Like many a "Jedi General" (a role which, any real-world officer will tell you, the Jedi were utterly unqualified to hold), Tiin's got it into his head to nick some armour from the QM's office and build himself a sci-fi suit; since male Jedi prior to the Clone Wars were evidently required by law to dress as Tatooine dirt farmers, it's no surprise they jumped at any excuse to wear something new. Tiin's effort is your basic clone armour with his old robe stuck in beneath the midriff section, appearing over his chest and shoulders, and down around his hips. The overall look isn't bad - it owes some simplicity to the animated style, but the level of detail and plausibility is good enough that it'll fit in pretty well with "live action" figures - but the chest is quite slim compared to the bulky shoulders, so the chest armour, which has to fit beneath the sculpted robes, looks downright tiny.

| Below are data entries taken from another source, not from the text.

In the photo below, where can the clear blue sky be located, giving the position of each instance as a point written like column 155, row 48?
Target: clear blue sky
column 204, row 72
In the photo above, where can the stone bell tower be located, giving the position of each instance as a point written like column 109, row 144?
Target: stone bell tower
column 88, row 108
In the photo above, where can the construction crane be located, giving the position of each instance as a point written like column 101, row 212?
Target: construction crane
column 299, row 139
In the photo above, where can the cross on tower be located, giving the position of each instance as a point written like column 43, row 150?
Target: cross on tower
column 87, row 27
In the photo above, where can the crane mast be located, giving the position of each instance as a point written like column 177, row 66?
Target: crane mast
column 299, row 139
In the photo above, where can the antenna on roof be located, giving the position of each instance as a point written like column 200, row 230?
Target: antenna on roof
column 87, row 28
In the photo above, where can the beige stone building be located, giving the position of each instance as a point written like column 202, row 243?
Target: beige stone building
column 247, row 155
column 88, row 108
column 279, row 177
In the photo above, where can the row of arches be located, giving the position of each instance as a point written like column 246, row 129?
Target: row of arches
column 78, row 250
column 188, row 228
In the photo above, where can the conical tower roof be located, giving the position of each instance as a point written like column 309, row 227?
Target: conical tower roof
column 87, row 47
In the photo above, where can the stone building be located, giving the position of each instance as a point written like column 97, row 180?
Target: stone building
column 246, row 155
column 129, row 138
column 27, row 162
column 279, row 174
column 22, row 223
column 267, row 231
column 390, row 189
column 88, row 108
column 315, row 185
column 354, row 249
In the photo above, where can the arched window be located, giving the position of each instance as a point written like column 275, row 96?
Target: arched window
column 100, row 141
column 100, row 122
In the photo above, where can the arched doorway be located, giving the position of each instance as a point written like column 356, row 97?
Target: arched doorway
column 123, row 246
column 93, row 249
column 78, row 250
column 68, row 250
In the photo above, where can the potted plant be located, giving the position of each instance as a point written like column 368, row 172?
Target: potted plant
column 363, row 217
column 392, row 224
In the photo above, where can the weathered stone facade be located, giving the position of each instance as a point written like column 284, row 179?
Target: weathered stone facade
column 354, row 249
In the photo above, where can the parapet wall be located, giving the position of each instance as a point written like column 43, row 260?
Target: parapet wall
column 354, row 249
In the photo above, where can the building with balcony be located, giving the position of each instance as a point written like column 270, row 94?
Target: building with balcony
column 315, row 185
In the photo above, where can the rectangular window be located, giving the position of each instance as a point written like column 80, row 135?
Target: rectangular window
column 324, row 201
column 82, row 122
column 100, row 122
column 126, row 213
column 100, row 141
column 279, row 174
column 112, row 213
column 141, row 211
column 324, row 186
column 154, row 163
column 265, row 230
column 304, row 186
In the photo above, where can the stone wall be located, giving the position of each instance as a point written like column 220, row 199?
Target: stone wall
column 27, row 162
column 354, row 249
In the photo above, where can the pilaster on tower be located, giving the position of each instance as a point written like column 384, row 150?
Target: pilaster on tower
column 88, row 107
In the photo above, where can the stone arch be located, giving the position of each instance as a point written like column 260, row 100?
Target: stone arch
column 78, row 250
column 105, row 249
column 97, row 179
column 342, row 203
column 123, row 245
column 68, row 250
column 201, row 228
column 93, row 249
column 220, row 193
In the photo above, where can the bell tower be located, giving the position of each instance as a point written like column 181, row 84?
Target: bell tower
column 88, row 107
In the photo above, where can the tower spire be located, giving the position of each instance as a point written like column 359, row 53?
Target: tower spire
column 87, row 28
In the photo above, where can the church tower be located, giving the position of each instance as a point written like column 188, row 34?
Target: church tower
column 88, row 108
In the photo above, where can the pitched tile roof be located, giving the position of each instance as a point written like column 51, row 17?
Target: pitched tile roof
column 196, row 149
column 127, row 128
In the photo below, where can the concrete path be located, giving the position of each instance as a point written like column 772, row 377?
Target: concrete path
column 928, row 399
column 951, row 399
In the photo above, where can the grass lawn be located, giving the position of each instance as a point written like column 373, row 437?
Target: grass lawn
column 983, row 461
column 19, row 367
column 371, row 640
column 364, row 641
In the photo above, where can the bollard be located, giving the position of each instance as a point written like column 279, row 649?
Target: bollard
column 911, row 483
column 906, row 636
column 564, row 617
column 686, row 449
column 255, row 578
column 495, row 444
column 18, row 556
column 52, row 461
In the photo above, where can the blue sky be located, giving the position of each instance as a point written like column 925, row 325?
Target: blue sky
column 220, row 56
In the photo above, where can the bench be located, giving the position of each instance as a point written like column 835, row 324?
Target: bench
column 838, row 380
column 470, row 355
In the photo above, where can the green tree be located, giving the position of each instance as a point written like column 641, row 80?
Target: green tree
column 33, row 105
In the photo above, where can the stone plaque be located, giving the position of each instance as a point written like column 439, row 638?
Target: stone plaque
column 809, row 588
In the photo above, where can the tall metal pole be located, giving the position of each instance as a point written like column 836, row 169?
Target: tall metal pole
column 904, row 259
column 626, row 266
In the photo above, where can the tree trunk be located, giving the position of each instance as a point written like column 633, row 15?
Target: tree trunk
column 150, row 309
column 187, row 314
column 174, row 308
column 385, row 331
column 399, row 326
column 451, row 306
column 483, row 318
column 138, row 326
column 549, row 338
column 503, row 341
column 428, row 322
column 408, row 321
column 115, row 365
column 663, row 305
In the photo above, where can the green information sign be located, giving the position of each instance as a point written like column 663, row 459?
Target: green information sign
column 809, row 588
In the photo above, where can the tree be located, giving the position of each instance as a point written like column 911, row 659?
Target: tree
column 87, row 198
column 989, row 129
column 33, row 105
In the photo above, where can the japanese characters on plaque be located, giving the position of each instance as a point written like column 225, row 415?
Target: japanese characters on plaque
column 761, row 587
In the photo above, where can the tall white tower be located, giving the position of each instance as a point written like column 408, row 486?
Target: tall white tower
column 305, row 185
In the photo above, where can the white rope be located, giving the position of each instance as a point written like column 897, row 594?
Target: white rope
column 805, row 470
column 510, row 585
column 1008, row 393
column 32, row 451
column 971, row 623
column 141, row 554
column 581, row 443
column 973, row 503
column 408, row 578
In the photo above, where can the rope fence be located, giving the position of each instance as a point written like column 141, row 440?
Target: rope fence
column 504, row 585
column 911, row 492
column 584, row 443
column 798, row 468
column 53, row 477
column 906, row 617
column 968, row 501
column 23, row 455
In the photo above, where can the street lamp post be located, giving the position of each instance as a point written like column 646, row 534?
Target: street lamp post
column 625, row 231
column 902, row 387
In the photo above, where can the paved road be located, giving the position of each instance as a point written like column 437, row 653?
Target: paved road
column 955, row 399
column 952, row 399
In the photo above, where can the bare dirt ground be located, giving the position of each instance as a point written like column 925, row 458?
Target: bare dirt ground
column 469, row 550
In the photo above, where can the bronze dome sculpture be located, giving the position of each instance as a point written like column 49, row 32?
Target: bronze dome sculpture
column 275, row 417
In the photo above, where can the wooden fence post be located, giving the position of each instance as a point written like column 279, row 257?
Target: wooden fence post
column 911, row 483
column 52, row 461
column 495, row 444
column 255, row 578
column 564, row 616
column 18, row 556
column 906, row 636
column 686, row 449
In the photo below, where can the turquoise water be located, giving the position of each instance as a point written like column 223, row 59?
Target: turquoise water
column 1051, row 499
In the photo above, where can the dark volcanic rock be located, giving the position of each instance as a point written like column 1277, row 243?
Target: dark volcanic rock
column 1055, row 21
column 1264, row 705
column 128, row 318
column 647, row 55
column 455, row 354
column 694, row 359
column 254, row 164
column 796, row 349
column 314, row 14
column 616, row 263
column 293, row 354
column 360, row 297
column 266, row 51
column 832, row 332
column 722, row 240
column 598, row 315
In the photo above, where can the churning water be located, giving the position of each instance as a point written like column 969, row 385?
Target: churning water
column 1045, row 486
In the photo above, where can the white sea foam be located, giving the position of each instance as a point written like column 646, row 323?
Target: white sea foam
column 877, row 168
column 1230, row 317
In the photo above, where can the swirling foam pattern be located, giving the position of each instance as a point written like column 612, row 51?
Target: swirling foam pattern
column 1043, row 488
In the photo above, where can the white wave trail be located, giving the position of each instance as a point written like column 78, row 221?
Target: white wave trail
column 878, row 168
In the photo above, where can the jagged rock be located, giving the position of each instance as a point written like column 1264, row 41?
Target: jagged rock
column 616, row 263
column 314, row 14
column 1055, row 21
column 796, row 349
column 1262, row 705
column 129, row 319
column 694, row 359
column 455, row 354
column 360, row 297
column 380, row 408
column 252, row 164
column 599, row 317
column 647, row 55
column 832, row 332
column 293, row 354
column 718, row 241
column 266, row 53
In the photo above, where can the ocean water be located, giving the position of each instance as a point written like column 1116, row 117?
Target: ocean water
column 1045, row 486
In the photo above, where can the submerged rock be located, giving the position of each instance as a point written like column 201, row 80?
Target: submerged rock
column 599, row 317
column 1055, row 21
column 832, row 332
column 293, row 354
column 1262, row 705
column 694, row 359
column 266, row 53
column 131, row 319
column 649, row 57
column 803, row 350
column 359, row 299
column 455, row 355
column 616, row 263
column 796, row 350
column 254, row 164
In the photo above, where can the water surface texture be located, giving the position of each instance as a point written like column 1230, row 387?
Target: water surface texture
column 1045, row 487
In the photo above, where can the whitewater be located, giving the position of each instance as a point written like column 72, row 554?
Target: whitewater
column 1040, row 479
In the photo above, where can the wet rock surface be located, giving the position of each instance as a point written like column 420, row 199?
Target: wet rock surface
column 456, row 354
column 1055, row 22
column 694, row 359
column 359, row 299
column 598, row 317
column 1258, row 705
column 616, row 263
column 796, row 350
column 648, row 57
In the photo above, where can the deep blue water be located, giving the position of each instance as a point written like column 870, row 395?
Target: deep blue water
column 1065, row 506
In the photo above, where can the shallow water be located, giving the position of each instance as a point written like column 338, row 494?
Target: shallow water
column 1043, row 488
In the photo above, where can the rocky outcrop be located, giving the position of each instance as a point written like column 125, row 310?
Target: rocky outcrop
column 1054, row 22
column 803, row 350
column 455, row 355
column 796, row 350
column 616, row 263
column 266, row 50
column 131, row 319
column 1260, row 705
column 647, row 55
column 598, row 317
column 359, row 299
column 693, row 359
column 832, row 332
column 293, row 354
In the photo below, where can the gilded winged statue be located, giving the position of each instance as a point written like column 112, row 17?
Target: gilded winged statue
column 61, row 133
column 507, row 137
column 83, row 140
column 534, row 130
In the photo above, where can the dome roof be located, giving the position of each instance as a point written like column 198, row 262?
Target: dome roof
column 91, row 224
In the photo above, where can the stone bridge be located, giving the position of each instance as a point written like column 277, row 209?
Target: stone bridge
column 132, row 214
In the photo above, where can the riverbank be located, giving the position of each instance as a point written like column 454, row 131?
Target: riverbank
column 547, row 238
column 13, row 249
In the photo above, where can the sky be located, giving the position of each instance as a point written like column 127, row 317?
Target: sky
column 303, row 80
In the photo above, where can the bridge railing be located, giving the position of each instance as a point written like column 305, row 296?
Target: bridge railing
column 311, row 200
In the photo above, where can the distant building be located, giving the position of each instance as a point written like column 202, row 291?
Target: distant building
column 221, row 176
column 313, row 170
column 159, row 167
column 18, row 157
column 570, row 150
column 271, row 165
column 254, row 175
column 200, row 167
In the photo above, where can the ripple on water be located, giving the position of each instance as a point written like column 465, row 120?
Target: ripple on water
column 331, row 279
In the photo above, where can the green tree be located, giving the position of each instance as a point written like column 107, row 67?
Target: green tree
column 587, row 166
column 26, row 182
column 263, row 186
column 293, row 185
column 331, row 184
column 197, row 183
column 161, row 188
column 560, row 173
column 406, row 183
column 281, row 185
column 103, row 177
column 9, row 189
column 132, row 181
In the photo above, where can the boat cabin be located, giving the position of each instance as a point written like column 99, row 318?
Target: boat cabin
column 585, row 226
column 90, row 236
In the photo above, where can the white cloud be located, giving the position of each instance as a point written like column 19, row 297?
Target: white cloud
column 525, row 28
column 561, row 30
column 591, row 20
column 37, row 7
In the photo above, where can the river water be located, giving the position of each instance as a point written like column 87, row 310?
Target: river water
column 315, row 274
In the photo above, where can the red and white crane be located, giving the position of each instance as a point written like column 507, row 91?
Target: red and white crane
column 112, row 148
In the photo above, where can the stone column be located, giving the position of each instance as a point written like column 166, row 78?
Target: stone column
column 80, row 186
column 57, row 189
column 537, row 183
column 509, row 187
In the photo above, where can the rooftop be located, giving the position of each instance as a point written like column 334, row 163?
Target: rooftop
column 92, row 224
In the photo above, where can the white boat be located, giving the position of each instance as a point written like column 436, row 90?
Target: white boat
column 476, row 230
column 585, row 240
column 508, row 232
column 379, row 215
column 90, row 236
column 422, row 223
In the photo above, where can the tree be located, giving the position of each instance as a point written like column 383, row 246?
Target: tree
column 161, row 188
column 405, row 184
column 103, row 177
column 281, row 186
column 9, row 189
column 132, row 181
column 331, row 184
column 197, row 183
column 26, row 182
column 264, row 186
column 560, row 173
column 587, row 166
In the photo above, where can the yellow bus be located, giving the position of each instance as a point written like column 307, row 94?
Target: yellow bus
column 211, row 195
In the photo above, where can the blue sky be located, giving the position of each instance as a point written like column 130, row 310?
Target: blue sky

(If all the clones have the same body, where do you get a small-size suit of armour from? Maybe it's just a plastic suit they sell on Coruscant as a patriotic costume for the kids. It's not like it'd make any difference anyway - Jedi can dodge or deflect laser blasts, and clone armour wouldn't stop them anyway, so it might as well be cardboard for all the good it'll do.)

Over that fairly generic robed-armoured body, Tiin's head is the distinguishing feature, with its grim bulked-out visage and demonic horns. The sculpt is good, but the paint lets it down a bit - the face fades into a pale cream colour, but it's a very simple fade, leaving no shading or details like lips, though the cleanly painted eyes save face (so to speak). The horns, sadly, don't stand out well at all - they have a paint app, a slight beige tint, but it's barely different to the slightly mottled salmon colour of the rest of his head, which if I recall isn't how they appeared onscreen. The back of Tiin's head sports a striking design, which looks like some kind of natural colouration - up close you can see that it's a fairly simple black-over-white job, but at a glance it looks decent.

Having a fairly standard body, Tiin gets fairly standard articulation - in fact, from what I've seen, he's exactly the standard layout for current Star Wars figures. Balljoint neck, swivel waist (at the bottom of the stomach armour), swivel/pin shoulders and elbows, swivel wrists, peg hips, swivel/pin knees and ankles. The skirt of the robes is soft, and between sitting away from the legs a bit at the back, and having the part at the front, it doesn't impede mobility much.

Commemorating his spacewalk, Tiin gets a breather mask, which fits over his head to cover the face and back of his head, but has cutouts for the horns, leaving them exposed. A techy life support pack sits on his chest, connected to the mask by two flexible but sturdy cables - here the slim chest comes in handy, since it doesn't force the support pack to sit out too far in front of him. The face of the mask has a T-visor roughly derived from the early clone armour (and hence Jango Fett), but streamlined and stylized - aside from a couple of shallow contours, and painted rims around the horns (to make an airtight seal, I guess, although to fit on the mask doesn't close up beneath them), it's really very plain. An extension of the forehead comes down as if to protect the nose, very much like the Royal Guard or whatever they were, and of course the traditional medieval knight helmets they in turn were inspired by.

Besides his brain bucket, Tiin's naturally got a lightsaber - green blade, so-so flare, nondescript hilt design, it's nothing out of the ordinary. He's also part of a build-a-droid series, so he comes with the right leg of R7-T1, the super-advanced descendant of the R-series astromech. It's identical in every way to the left leg (naturally) supplied with Ilum Padme, which is to say it's a good effort; there's a removable jet unit on the side, and the bend put in it by being carelessly jammed into the packaging will work itself out just fine once it's stuck to a body.